The double integral is seperable using a simple corrollary to Fubini's stronger theorem:

$\displaystyle \displaystyle \int_{-\infty}^\infty \frac{1}{x^2+20} \, dx \int_{-\infty}^\infty \frac{1}{y^2+45} \, dy$.

Each integral involves the inverse tan function.
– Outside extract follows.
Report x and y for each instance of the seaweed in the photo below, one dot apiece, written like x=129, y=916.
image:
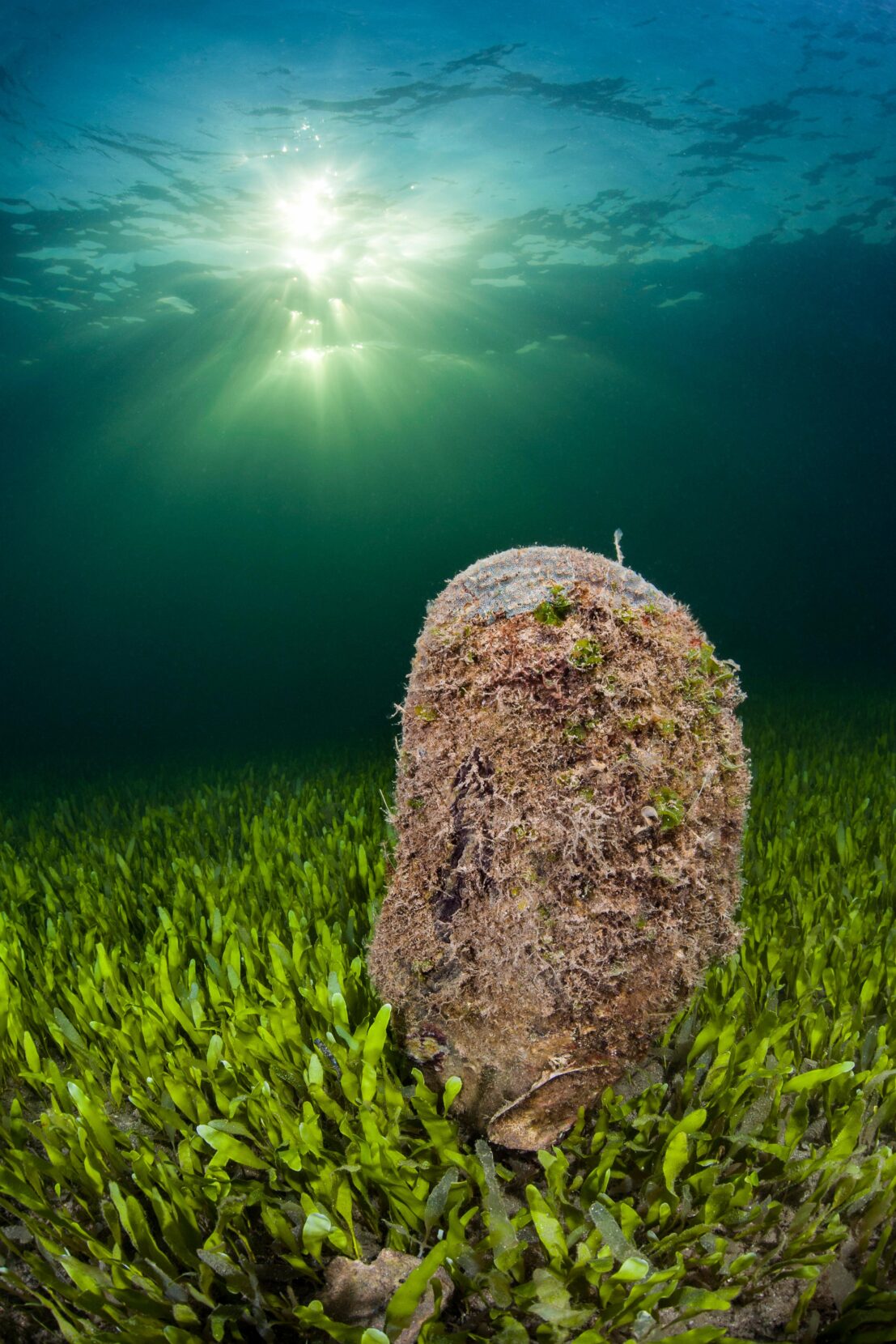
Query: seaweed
x=203, y=1101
3. $\displaystyle \displaystyle{ \int_{-\infty}^{\infty}\frac{1}{y^2+45}dy\overbrace{=}^{s ub} \int_{\theta=-\frac{\pi}{2}}^{\theta=\frac{\pi}{2}}\frac{\sqrt{4 5}\frac{1}{cos^2(\theta)}}{45(\tan^2(\theta)+1)}d\ theta = \frac{1}{\sqrt{45}}\left[\theta\right]_{-\frac{\pi}{2}}^{\frac{\pi}{2}}=\frac{\pi}{\sqrt{45 }} }$

Similar result for $\displaystyle x$: $\displaystyle \displaystyle{ \frac{\pi}{\sqrt{20}}$.

Which finally gives $\displaystyle \displaystyle{ 1=\frac{C}{\pi^2}\frac{\pi}{\sqrt{20}}\frac{\pi}{\ sqrt{45}}=\frac{C}{30} \Rightarrow C=30 }$ A piece of ... I'm so ignorant.

Why does it work? Wikipedia doesn't say much (to me) under strong versions.
I'm really asking whether there is a natural learning path that step-by-step makes the whole picture clear (seeing forest instead of trees)?

Let's take calculus. Would this be anywhere near a step-by-step "learning signpost"?
1. Calculus (C)
2. Multivariable C
3. Vector C
4. Analytic geometry
5. Topology
6. ?

Do these various theorems ever start "falling in place"?